Check out some of her creations:
Dr. Stephens' operating room colleagues loved what they saw and became happy enablers.
"My operating room nurse surprised me one day with a bag of colored thin-tipped Sharpies, but as the ideas grew, there were some colors missing," Dr. Stephens recalls. "I was trying to draw a cute reindeer around Christmastime, and there wasn't any brown, so I tried to mix the colors. Then for Christmas, my team gave me the ultimate box of colored Sharpies, and I am set for life."
"I do heart surgery because it's my calling, and I love the privilege of taking care of kids."Elizabeth Stephens, M.D., Ph.D.
To make sure the beautified bandages can turn into a keepsake for families, Dr. Stephens now draws her images on extra bandages that are placed atop the real ones.
"The parents see them when they first see their child in the ICU. For the kids, we have to take a photo and show it to them because the bandages are on their chest," Dr. Stephens says.
Kids and their families aren't the only ones benefitting from Dr. Stephens' creative touch. It helps her, too.
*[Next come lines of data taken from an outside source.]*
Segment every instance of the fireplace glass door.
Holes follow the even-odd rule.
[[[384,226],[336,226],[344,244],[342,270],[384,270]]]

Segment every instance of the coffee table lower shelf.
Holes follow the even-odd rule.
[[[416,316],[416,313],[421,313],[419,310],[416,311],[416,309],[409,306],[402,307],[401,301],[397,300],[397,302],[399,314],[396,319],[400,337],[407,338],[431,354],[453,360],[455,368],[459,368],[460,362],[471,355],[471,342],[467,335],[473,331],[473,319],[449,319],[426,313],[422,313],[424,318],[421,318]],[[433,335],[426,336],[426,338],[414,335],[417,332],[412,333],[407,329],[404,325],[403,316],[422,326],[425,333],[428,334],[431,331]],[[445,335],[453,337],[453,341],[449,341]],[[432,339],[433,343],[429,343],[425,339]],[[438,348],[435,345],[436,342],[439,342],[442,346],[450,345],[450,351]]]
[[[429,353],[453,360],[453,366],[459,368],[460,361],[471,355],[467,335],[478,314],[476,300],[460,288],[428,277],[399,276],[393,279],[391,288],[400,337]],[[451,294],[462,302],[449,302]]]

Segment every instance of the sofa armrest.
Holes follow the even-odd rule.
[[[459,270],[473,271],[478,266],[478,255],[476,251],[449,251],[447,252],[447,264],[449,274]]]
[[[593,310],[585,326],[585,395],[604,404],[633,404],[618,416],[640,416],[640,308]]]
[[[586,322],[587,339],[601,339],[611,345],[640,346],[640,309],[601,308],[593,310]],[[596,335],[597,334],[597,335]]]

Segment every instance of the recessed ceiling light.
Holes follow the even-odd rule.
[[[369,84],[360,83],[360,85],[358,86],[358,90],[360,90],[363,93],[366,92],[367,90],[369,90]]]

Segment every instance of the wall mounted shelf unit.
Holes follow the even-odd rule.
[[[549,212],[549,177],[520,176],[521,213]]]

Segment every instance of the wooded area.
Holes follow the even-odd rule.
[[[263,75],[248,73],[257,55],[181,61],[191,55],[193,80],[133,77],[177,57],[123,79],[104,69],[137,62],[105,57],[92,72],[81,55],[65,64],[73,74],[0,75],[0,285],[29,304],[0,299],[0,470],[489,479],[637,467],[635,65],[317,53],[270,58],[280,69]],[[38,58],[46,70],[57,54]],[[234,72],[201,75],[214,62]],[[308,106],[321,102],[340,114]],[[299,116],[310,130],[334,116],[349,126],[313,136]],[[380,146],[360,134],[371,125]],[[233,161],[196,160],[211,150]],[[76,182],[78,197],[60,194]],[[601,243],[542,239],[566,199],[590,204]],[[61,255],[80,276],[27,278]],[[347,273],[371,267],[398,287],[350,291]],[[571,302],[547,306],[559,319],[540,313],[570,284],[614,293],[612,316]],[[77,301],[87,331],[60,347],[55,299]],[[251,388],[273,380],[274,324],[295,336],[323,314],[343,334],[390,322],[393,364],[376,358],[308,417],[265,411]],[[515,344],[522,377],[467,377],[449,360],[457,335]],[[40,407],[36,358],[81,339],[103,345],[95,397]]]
She says creating art on bandages is a way to de-stress after a case.
"I do heart surgery because it's my calling, and I love the privilege of taking care of kids. But the parents and their kids don't get to see the art of what I do to fix hearts on the inside. They only see a scar, but this way, they also have something beautiful on the outside," she says.
Dalton received a second dose of Dr. Stephens' art when he requested a John Deere tractor to decorate his bandage after his second surgery.
It's that extra care that makes his mother so grateful for her son's journey at Mayo Clinic.
"I have never met such a humble surgeon. Dr. Stephens is so genuine, and this drawing was proof that she cares about the little things. Dalton really enjoyed talking with her, and she took the time to explain what she had done. That meant so much to all of us," Kayla says.
Dr. Stephens says she isn't often in the room when families see her designs for the first time, but her drawings show how much she and everyone at Mayo care about them and their child.
"This is just a little token of that," she says.